The two Swedish soldiers, Johan Palmlöv and Gunnar Andersson, and their Afghan interpreter, Mohammad Shahab Ayouby, were part of the patrol which came under fire near a police station, 40 kilometres west of Mazar-e Sharif, near the village of Gurgi Tappeh.
Soldiers in the patrol have confirmed that their attacker was dressed in an Afghan police officer’s uniform.
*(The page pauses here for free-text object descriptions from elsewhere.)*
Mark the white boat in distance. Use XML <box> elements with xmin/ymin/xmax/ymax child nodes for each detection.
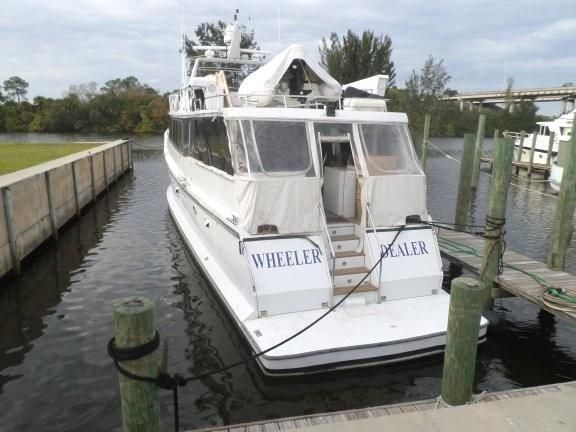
<box><xmin>509</xmin><ymin>109</ymin><xmax>574</xmax><ymax>185</ymax></box>
<box><xmin>164</xmin><ymin>17</ymin><xmax>487</xmax><ymax>375</ymax></box>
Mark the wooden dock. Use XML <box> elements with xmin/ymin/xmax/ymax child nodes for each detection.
<box><xmin>480</xmin><ymin>157</ymin><xmax>550</xmax><ymax>174</ymax></box>
<box><xmin>438</xmin><ymin>228</ymin><xmax>576</xmax><ymax>323</ymax></box>
<box><xmin>187</xmin><ymin>381</ymin><xmax>576</xmax><ymax>432</ymax></box>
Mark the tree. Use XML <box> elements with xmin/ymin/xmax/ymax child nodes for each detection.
<box><xmin>3</xmin><ymin>76</ymin><xmax>29</xmax><ymax>103</ymax></box>
<box><xmin>66</xmin><ymin>81</ymin><xmax>99</xmax><ymax>102</ymax></box>
<box><xmin>319</xmin><ymin>30</ymin><xmax>396</xmax><ymax>86</ymax></box>
<box><xmin>406</xmin><ymin>55</ymin><xmax>451</xmax><ymax>99</ymax></box>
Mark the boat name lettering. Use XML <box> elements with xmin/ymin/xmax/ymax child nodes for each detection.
<box><xmin>380</xmin><ymin>241</ymin><xmax>429</xmax><ymax>258</ymax></box>
<box><xmin>251</xmin><ymin>249</ymin><xmax>322</xmax><ymax>269</ymax></box>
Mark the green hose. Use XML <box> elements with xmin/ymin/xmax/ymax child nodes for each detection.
<box><xmin>438</xmin><ymin>237</ymin><xmax>576</xmax><ymax>304</ymax></box>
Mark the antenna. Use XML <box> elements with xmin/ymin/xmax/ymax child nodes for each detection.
<box><xmin>277</xmin><ymin>1</ymin><xmax>281</xmax><ymax>44</ymax></box>
<box><xmin>180</xmin><ymin>0</ymin><xmax>186</xmax><ymax>86</ymax></box>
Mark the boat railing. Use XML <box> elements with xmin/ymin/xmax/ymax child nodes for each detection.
<box><xmin>169</xmin><ymin>91</ymin><xmax>225</xmax><ymax>114</ymax></box>
<box><xmin>239</xmin><ymin>240</ymin><xmax>262</xmax><ymax>317</ymax></box>
<box><xmin>318</xmin><ymin>204</ymin><xmax>336</xmax><ymax>294</ymax></box>
<box><xmin>238</xmin><ymin>94</ymin><xmax>342</xmax><ymax>110</ymax></box>
<box><xmin>366</xmin><ymin>203</ymin><xmax>384</xmax><ymax>303</ymax></box>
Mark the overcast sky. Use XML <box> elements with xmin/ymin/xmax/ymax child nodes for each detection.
<box><xmin>1</xmin><ymin>0</ymin><xmax>574</xmax><ymax>114</ymax></box>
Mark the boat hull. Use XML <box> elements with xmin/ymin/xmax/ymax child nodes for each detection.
<box><xmin>167</xmin><ymin>184</ymin><xmax>488</xmax><ymax>375</ymax></box>
<box><xmin>550</xmin><ymin>162</ymin><xmax>562</xmax><ymax>193</ymax></box>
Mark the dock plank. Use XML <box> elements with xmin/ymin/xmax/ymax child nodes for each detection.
<box><xmin>439</xmin><ymin>229</ymin><xmax>576</xmax><ymax>324</ymax></box>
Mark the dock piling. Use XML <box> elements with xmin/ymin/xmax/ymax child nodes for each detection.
<box><xmin>420</xmin><ymin>114</ymin><xmax>431</xmax><ymax>170</ymax></box>
<box><xmin>2</xmin><ymin>187</ymin><xmax>21</xmax><ymax>275</ymax></box>
<box><xmin>527</xmin><ymin>132</ymin><xmax>539</xmax><ymax>177</ymax></box>
<box><xmin>441</xmin><ymin>277</ymin><xmax>483</xmax><ymax>406</ymax></box>
<box><xmin>548</xmin><ymin>114</ymin><xmax>576</xmax><ymax>271</ymax></box>
<box><xmin>546</xmin><ymin>132</ymin><xmax>556</xmax><ymax>167</ymax></box>
<box><xmin>471</xmin><ymin>114</ymin><xmax>486</xmax><ymax>190</ymax></box>
<box><xmin>71</xmin><ymin>161</ymin><xmax>81</xmax><ymax>217</ymax></box>
<box><xmin>44</xmin><ymin>171</ymin><xmax>59</xmax><ymax>241</ymax></box>
<box><xmin>112</xmin><ymin>296</ymin><xmax>160</xmax><ymax>432</ymax></box>
<box><xmin>90</xmin><ymin>155</ymin><xmax>97</xmax><ymax>203</ymax></box>
<box><xmin>479</xmin><ymin>137</ymin><xmax>515</xmax><ymax>308</ymax></box>
<box><xmin>454</xmin><ymin>134</ymin><xmax>477</xmax><ymax>229</ymax></box>
<box><xmin>516</xmin><ymin>131</ymin><xmax>525</xmax><ymax>163</ymax></box>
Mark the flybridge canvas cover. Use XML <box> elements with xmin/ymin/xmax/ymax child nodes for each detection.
<box><xmin>237</xmin><ymin>44</ymin><xmax>341</xmax><ymax>98</ymax></box>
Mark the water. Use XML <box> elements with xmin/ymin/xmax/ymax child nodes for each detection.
<box><xmin>0</xmin><ymin>134</ymin><xmax>575</xmax><ymax>432</ymax></box>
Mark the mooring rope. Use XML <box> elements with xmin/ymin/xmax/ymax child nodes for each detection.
<box><xmin>108</xmin><ymin>226</ymin><xmax>407</xmax><ymax>432</ymax></box>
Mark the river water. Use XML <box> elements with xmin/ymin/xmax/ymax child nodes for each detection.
<box><xmin>0</xmin><ymin>134</ymin><xmax>575</xmax><ymax>432</ymax></box>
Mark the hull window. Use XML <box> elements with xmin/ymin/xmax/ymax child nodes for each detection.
<box><xmin>169</xmin><ymin>116</ymin><xmax>234</xmax><ymax>175</ymax></box>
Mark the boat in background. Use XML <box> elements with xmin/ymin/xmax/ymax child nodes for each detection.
<box><xmin>164</xmin><ymin>15</ymin><xmax>487</xmax><ymax>375</ymax></box>
<box><xmin>510</xmin><ymin>109</ymin><xmax>574</xmax><ymax>167</ymax></box>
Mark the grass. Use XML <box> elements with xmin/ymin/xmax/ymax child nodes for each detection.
<box><xmin>0</xmin><ymin>143</ymin><xmax>99</xmax><ymax>175</ymax></box>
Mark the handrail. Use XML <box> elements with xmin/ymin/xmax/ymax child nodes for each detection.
<box><xmin>239</xmin><ymin>240</ymin><xmax>261</xmax><ymax>317</ymax></box>
<box><xmin>319</xmin><ymin>204</ymin><xmax>336</xmax><ymax>294</ymax></box>
<box><xmin>366</xmin><ymin>203</ymin><xmax>384</xmax><ymax>303</ymax></box>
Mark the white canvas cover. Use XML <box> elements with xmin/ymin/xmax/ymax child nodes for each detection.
<box><xmin>237</xmin><ymin>44</ymin><xmax>341</xmax><ymax>98</ymax></box>
<box><xmin>235</xmin><ymin>176</ymin><xmax>322</xmax><ymax>234</ymax></box>
<box><xmin>365</xmin><ymin>175</ymin><xmax>428</xmax><ymax>226</ymax></box>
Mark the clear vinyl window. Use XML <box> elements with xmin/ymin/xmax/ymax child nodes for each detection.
<box><xmin>358</xmin><ymin>123</ymin><xmax>422</xmax><ymax>175</ymax></box>
<box><xmin>242</xmin><ymin>120</ymin><xmax>314</xmax><ymax>177</ymax></box>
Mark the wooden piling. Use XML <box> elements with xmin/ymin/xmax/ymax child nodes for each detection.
<box><xmin>454</xmin><ymin>134</ymin><xmax>477</xmax><ymax>229</ymax></box>
<box><xmin>103</xmin><ymin>151</ymin><xmax>109</xmax><ymax>191</ymax></box>
<box><xmin>90</xmin><ymin>155</ymin><xmax>97</xmax><ymax>203</ymax></box>
<box><xmin>546</xmin><ymin>131</ymin><xmax>556</xmax><ymax>166</ymax></box>
<box><xmin>420</xmin><ymin>114</ymin><xmax>431</xmax><ymax>170</ymax></box>
<box><xmin>44</xmin><ymin>171</ymin><xmax>59</xmax><ymax>241</ymax></box>
<box><xmin>2</xmin><ymin>187</ymin><xmax>21</xmax><ymax>275</ymax></box>
<box><xmin>441</xmin><ymin>277</ymin><xmax>483</xmax><ymax>406</ymax></box>
<box><xmin>527</xmin><ymin>131</ymin><xmax>539</xmax><ymax>177</ymax></box>
<box><xmin>471</xmin><ymin>114</ymin><xmax>486</xmax><ymax>190</ymax></box>
<box><xmin>71</xmin><ymin>161</ymin><xmax>81</xmax><ymax>217</ymax></box>
<box><xmin>548</xmin><ymin>114</ymin><xmax>576</xmax><ymax>270</ymax></box>
<box><xmin>516</xmin><ymin>131</ymin><xmax>525</xmax><ymax>163</ymax></box>
<box><xmin>479</xmin><ymin>137</ymin><xmax>515</xmax><ymax>308</ymax></box>
<box><xmin>112</xmin><ymin>296</ymin><xmax>160</xmax><ymax>432</ymax></box>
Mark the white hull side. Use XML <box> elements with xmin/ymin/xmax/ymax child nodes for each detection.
<box><xmin>550</xmin><ymin>163</ymin><xmax>563</xmax><ymax>193</ymax></box>
<box><xmin>168</xmin><ymin>185</ymin><xmax>488</xmax><ymax>374</ymax></box>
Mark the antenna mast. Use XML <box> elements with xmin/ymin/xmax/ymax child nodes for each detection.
<box><xmin>180</xmin><ymin>0</ymin><xmax>187</xmax><ymax>87</ymax></box>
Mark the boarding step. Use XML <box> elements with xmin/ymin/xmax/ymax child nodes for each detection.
<box><xmin>326</xmin><ymin>224</ymin><xmax>355</xmax><ymax>237</ymax></box>
<box><xmin>331</xmin><ymin>234</ymin><xmax>360</xmax><ymax>253</ymax></box>
<box><xmin>334</xmin><ymin>251</ymin><xmax>365</xmax><ymax>269</ymax></box>
<box><xmin>334</xmin><ymin>266</ymin><xmax>370</xmax><ymax>287</ymax></box>
<box><xmin>334</xmin><ymin>283</ymin><xmax>378</xmax><ymax>296</ymax></box>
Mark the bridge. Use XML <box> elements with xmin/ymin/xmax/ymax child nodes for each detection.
<box><xmin>443</xmin><ymin>86</ymin><xmax>576</xmax><ymax>112</ymax></box>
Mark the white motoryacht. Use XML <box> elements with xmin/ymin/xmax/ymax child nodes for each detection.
<box><xmin>164</xmin><ymin>18</ymin><xmax>487</xmax><ymax>374</ymax></box>
<box><xmin>510</xmin><ymin>109</ymin><xmax>574</xmax><ymax>169</ymax></box>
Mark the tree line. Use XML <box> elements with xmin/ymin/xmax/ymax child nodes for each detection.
<box><xmin>1</xmin><ymin>24</ymin><xmax>548</xmax><ymax>136</ymax></box>
<box><xmin>0</xmin><ymin>76</ymin><xmax>169</xmax><ymax>134</ymax></box>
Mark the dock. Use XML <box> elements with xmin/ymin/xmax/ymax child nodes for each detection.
<box><xmin>187</xmin><ymin>381</ymin><xmax>576</xmax><ymax>432</ymax></box>
<box><xmin>438</xmin><ymin>228</ymin><xmax>576</xmax><ymax>323</ymax></box>
<box><xmin>0</xmin><ymin>139</ymin><xmax>132</xmax><ymax>277</ymax></box>
<box><xmin>480</xmin><ymin>157</ymin><xmax>550</xmax><ymax>174</ymax></box>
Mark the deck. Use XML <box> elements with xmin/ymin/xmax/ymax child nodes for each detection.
<box><xmin>438</xmin><ymin>228</ymin><xmax>576</xmax><ymax>324</ymax></box>
<box><xmin>480</xmin><ymin>157</ymin><xmax>550</xmax><ymax>174</ymax></box>
<box><xmin>187</xmin><ymin>381</ymin><xmax>576</xmax><ymax>432</ymax></box>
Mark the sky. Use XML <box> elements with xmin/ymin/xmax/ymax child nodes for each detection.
<box><xmin>1</xmin><ymin>0</ymin><xmax>575</xmax><ymax>114</ymax></box>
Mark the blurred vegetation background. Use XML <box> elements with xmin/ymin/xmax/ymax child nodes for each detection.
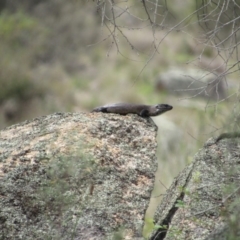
<box><xmin>0</xmin><ymin>0</ymin><xmax>240</xmax><ymax>236</ymax></box>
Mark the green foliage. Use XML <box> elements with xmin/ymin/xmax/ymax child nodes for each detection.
<box><xmin>192</xmin><ymin>171</ymin><xmax>201</xmax><ymax>183</ymax></box>
<box><xmin>0</xmin><ymin>11</ymin><xmax>37</xmax><ymax>46</ymax></box>
<box><xmin>178</xmin><ymin>186</ymin><xmax>190</xmax><ymax>196</ymax></box>
<box><xmin>38</xmin><ymin>152</ymin><xmax>96</xmax><ymax>215</ymax></box>
<box><xmin>0</xmin><ymin>73</ymin><xmax>32</xmax><ymax>102</ymax></box>
<box><xmin>0</xmin><ymin>11</ymin><xmax>47</xmax><ymax>103</ymax></box>
<box><xmin>144</xmin><ymin>217</ymin><xmax>155</xmax><ymax>236</ymax></box>
<box><xmin>39</xmin><ymin>157</ymin><xmax>79</xmax><ymax>214</ymax></box>
<box><xmin>153</xmin><ymin>224</ymin><xmax>168</xmax><ymax>230</ymax></box>
<box><xmin>175</xmin><ymin>199</ymin><xmax>186</xmax><ymax>208</ymax></box>
<box><xmin>143</xmin><ymin>217</ymin><xmax>168</xmax><ymax>239</ymax></box>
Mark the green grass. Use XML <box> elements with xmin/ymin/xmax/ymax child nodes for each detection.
<box><xmin>0</xmin><ymin>11</ymin><xmax>37</xmax><ymax>39</ymax></box>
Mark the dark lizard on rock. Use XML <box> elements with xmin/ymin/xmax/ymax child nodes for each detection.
<box><xmin>91</xmin><ymin>103</ymin><xmax>173</xmax><ymax>117</ymax></box>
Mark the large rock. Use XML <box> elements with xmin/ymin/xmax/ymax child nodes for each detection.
<box><xmin>150</xmin><ymin>136</ymin><xmax>240</xmax><ymax>240</ymax></box>
<box><xmin>156</xmin><ymin>68</ymin><xmax>227</xmax><ymax>100</ymax></box>
<box><xmin>0</xmin><ymin>112</ymin><xmax>158</xmax><ymax>239</ymax></box>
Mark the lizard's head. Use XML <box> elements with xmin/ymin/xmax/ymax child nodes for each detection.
<box><xmin>152</xmin><ymin>104</ymin><xmax>173</xmax><ymax>116</ymax></box>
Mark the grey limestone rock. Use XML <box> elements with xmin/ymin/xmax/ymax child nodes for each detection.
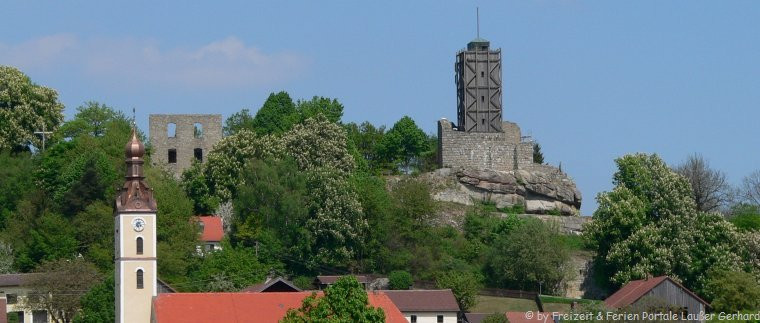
<box><xmin>429</xmin><ymin>166</ymin><xmax>582</xmax><ymax>216</ymax></box>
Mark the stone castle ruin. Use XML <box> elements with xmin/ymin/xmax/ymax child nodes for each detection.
<box><xmin>436</xmin><ymin>38</ymin><xmax>582</xmax><ymax>215</ymax></box>
<box><xmin>149</xmin><ymin>114</ymin><xmax>222</xmax><ymax>177</ymax></box>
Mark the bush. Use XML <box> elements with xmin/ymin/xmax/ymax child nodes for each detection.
<box><xmin>704</xmin><ymin>270</ymin><xmax>760</xmax><ymax>312</ymax></box>
<box><xmin>436</xmin><ymin>271</ymin><xmax>481</xmax><ymax>311</ymax></box>
<box><xmin>482</xmin><ymin>313</ymin><xmax>509</xmax><ymax>323</ymax></box>
<box><xmin>388</xmin><ymin>270</ymin><xmax>413</xmax><ymax>290</ymax></box>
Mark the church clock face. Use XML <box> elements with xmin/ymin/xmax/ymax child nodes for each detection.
<box><xmin>132</xmin><ymin>218</ymin><xmax>146</xmax><ymax>232</ymax></box>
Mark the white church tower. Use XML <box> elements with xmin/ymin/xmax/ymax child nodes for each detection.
<box><xmin>115</xmin><ymin>129</ymin><xmax>158</xmax><ymax>323</ymax></box>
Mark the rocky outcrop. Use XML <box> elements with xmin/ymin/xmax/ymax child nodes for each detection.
<box><xmin>427</xmin><ymin>166</ymin><xmax>582</xmax><ymax>216</ymax></box>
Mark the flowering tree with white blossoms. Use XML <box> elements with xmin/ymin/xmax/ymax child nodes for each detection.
<box><xmin>586</xmin><ymin>153</ymin><xmax>752</xmax><ymax>296</ymax></box>
<box><xmin>0</xmin><ymin>66</ymin><xmax>65</xmax><ymax>150</ymax></box>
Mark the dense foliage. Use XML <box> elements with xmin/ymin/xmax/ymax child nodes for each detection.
<box><xmin>282</xmin><ymin>276</ymin><xmax>385</xmax><ymax>323</ymax></box>
<box><xmin>486</xmin><ymin>219</ymin><xmax>570</xmax><ymax>294</ymax></box>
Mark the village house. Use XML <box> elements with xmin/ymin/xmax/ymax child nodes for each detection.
<box><xmin>0</xmin><ymin>274</ymin><xmax>50</xmax><ymax>323</ymax></box>
<box><xmin>605</xmin><ymin>276</ymin><xmax>710</xmax><ymax>323</ymax></box>
<box><xmin>383</xmin><ymin>289</ymin><xmax>460</xmax><ymax>323</ymax></box>
<box><xmin>194</xmin><ymin>215</ymin><xmax>224</xmax><ymax>254</ymax></box>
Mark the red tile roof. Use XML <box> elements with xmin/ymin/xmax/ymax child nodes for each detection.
<box><xmin>604</xmin><ymin>276</ymin><xmax>709</xmax><ymax>308</ymax></box>
<box><xmin>152</xmin><ymin>291</ymin><xmax>407</xmax><ymax>323</ymax></box>
<box><xmin>195</xmin><ymin>216</ymin><xmax>223</xmax><ymax>242</ymax></box>
<box><xmin>383</xmin><ymin>289</ymin><xmax>460</xmax><ymax>312</ymax></box>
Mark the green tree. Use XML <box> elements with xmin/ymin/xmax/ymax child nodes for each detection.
<box><xmin>58</xmin><ymin>102</ymin><xmax>127</xmax><ymax>138</ymax></box>
<box><xmin>23</xmin><ymin>258</ymin><xmax>100</xmax><ymax>323</ymax></box>
<box><xmin>181</xmin><ymin>161</ymin><xmax>219</xmax><ymax>214</ymax></box>
<box><xmin>436</xmin><ymin>271</ymin><xmax>480</xmax><ymax>312</ymax></box>
<box><xmin>296</xmin><ymin>96</ymin><xmax>344</xmax><ymax>124</ymax></box>
<box><xmin>232</xmin><ymin>158</ymin><xmax>308</xmax><ymax>255</ymax></box>
<box><xmin>251</xmin><ymin>91</ymin><xmax>298</xmax><ymax>136</ymax></box>
<box><xmin>145</xmin><ymin>167</ymin><xmax>198</xmax><ymax>285</ymax></box>
<box><xmin>61</xmin><ymin>158</ymin><xmax>108</xmax><ymax>217</ymax></box>
<box><xmin>223</xmin><ymin>108</ymin><xmax>255</xmax><ymax>136</ymax></box>
<box><xmin>282</xmin><ymin>276</ymin><xmax>385</xmax><ymax>323</ymax></box>
<box><xmin>703</xmin><ymin>270</ymin><xmax>760</xmax><ymax>312</ymax></box>
<box><xmin>729</xmin><ymin>204</ymin><xmax>760</xmax><ymax>232</ymax></box>
<box><xmin>350</xmin><ymin>172</ymin><xmax>393</xmax><ymax>272</ymax></box>
<box><xmin>378</xmin><ymin>116</ymin><xmax>428</xmax><ymax>172</ymax></box>
<box><xmin>72</xmin><ymin>202</ymin><xmax>114</xmax><ymax>271</ymax></box>
<box><xmin>5</xmin><ymin>196</ymin><xmax>78</xmax><ymax>272</ymax></box>
<box><xmin>388</xmin><ymin>270</ymin><xmax>413</xmax><ymax>290</ymax></box>
<box><xmin>345</xmin><ymin>122</ymin><xmax>386</xmax><ymax>171</ymax></box>
<box><xmin>0</xmin><ymin>65</ymin><xmax>65</xmax><ymax>151</ymax></box>
<box><xmin>487</xmin><ymin>219</ymin><xmax>570</xmax><ymax>294</ymax></box>
<box><xmin>585</xmin><ymin>154</ymin><xmax>746</xmax><ymax>293</ymax></box>
<box><xmin>533</xmin><ymin>142</ymin><xmax>544</xmax><ymax>164</ymax></box>
<box><xmin>188</xmin><ymin>242</ymin><xmax>281</xmax><ymax>292</ymax></box>
<box><xmin>74</xmin><ymin>274</ymin><xmax>114</xmax><ymax>323</ymax></box>
<box><xmin>0</xmin><ymin>151</ymin><xmax>34</xmax><ymax>228</ymax></box>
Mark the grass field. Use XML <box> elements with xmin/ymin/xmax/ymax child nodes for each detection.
<box><xmin>471</xmin><ymin>295</ymin><xmax>538</xmax><ymax>313</ymax></box>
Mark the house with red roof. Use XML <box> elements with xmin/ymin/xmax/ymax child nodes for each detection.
<box><xmin>194</xmin><ymin>215</ymin><xmax>224</xmax><ymax>254</ymax></box>
<box><xmin>383</xmin><ymin>289</ymin><xmax>460</xmax><ymax>323</ymax></box>
<box><xmin>150</xmin><ymin>291</ymin><xmax>407</xmax><ymax>323</ymax></box>
<box><xmin>604</xmin><ymin>276</ymin><xmax>709</xmax><ymax>322</ymax></box>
“A military police investigation has been launched to clarify the circumstances. It is still too early to determine if it was a police officer or an attacker dressed in a police uniform,” said Gustaf Wallerfelt at the FS 18 contingent stationed in the area, in a Swedish military statement.
“The investigation is being conducted in close cooperation with the Afghan police.”
It has been confirmed that the two dead Swedish officers come from the Stockholm area and have been named as 28-year-old Captain Johan Palmlöv and 31-year-old Lieutenant Gunnar Andersson.
The third Swedish soldier, who sustained minor injuries in the attack, is also from the Stockholm area.
The Swedish soldiers were operating in an area where Swedish and Finnish peace keepers confiscated 70 kilogrammes of narcotics and a quantity of explosives earlier in the week.
According to news agency TT reporters in the area, villagers believe that the soldiers could have been attacked as an act of revenge from local Taliban.
The use of police and army uniforms is a common method applied by opponents to the presence of foreign troops in Afghanistan to carry out suicide attacks or to gain access to security zones.
The investigation into the identity of the attacker, who was killed in return fire, is likely to take time, the Swedish military have confirmed.
A commission of inquiry has been assembled in Stockholm and will be despatched to Mazar-e Sharif at the earliest opportunity to assist with inquiries.
Swedish forces have been operating in Afghanistan since 2002.
The 500-strong Swedish ISAF-led force (FS18) is based in Mazar-e Sharif, 400 kilometres northwest of Kabul.
ISAF is a NATO-led security and development mission in Afghanistan established by the United Nations Security Council in 2001. The base is home to Swedish and Finnish peacekeeping forces.
“There remains a belief that we can achieve our goal, if for no other reason everything would have been in vain,” Gustaf Wallerfelt said of the atmosphere among Swedish forces in Afghanistan.